Threats and Conservation Status

The Great Bustard is classified as Vulnerable at the species level. There are a myriad of threats faced by Great Bustards. Increasing human disturbance and land privatisation is expected to lead to habitat loss caused by the ploughing of grasslands, intensive agriculture, afforestation, increased development of irrigation schemes, and the construction of roads, power lines, fencing and ditches. Mechanisation, chemical fertilizers and pesticides, fire and predation by dogs are serious threats for chicks and juveniles, and hunting of adults contributes to high mortality in some of their range countries. Agricultural activity is a major disturbance at nest and, in Hungary, few successful nests are found outside of protected areas.

Two very rare albino Great Bustards from the same nest were killed by electricity cables in Hungary in 2000 and 2003. The bustards, despite their large size, are able to fly at a high velocity and are often mutilated or killed by the cables which are placed in Hungary just at their flying heights. The electricity companies affected will bury only part of the dangerous cables, therefore the authorities are experimenting with fixing fluorescent "Firefly" devices on the most dangerous cables to provide the birds with warning lights. Bustards also occasionally killed by collisions with automobiles or by entanglement in wires.
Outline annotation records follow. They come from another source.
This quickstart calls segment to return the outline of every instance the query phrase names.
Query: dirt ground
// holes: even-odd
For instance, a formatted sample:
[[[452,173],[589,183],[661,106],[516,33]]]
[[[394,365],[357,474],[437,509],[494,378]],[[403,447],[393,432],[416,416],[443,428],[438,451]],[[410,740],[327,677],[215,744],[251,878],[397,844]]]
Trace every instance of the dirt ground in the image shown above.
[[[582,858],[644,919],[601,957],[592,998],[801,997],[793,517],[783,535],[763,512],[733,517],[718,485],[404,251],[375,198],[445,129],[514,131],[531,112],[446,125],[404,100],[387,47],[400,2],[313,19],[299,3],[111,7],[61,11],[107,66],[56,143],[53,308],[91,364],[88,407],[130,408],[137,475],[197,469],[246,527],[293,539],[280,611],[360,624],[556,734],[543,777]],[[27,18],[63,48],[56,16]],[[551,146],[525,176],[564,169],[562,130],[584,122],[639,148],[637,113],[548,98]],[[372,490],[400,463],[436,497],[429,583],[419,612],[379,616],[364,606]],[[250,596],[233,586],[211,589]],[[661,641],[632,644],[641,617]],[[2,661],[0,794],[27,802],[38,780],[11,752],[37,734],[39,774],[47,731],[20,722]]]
The Great Bustard was formerly native in Great Britain and a bustard forms part of the design of the Wiltshire Coat of Arms. It was hunted out of existence by the 1840s. In 2004 a project overseeing the reintroduction to Salisbury Plain in Wiltshire using eggs taken from Saratov in Russia was undertaken by The Great Bustard Group, a UK Registered Charity that aims to establish a self-sustaining population of Great Bustards in the UK. They have laid eggs and raised chicks in Britain in 2009 and 2010. Although the Great Bustard was once native to Britain, Great Bustards are considered an alien species under English law. The reintroduction of the Great Bustard to the UK by the Great Bustard Group is being carried out in parallel with researchers from the University of Bath that are providing insight into the habitat of native Great Bustard populations in Russia and Hungary. On January 19, 2011 it was announced that the Great Bustard Project had been awarded EU LIFE+ funding, reportedly to the tune of £1.8 million. In Hungary, where the species is the National Bird, Great Bustards are actively protected. The Hungarian authorities are seeking to preserve the long-term future of the population by active protection measures: the area affected by the special ecological treatment had grown to 15 km2 (5.8 sq mi) by the summer of 2006.
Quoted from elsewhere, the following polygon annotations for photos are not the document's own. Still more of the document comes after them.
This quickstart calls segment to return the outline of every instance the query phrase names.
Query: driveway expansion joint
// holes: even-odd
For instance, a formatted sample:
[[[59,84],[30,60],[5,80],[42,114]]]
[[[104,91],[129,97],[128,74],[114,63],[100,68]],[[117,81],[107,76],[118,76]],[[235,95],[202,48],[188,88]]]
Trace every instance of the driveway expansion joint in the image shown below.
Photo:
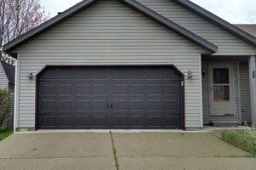
[[[119,160],[116,156],[116,149],[115,149],[115,146],[113,144],[113,138],[111,130],[109,130],[109,134],[110,134],[111,142],[112,142],[112,148],[113,148],[113,154],[114,162],[115,162],[115,167],[116,167],[116,170],[119,170],[119,162],[118,162]]]

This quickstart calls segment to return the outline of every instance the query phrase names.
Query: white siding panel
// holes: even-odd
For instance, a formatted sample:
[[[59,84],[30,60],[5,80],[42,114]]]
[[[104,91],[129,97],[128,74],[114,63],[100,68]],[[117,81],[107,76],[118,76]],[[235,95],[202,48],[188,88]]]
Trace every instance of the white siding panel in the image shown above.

Under the auspices of the Convention on Migratory Species of Wild Animals (CMS), also known as the Bonn Convention, the Memorandum of Understanding (MoU) on the Conservation and Management of Middle-European Populations of the Great Bustard was concluded and came into effect on June 1, 2001. The MoU provides a framework for governments, scientists, conservation bodies and others to monitor and coordinate conservation efforts in order to protect the middle-European populations of the Great Bustard.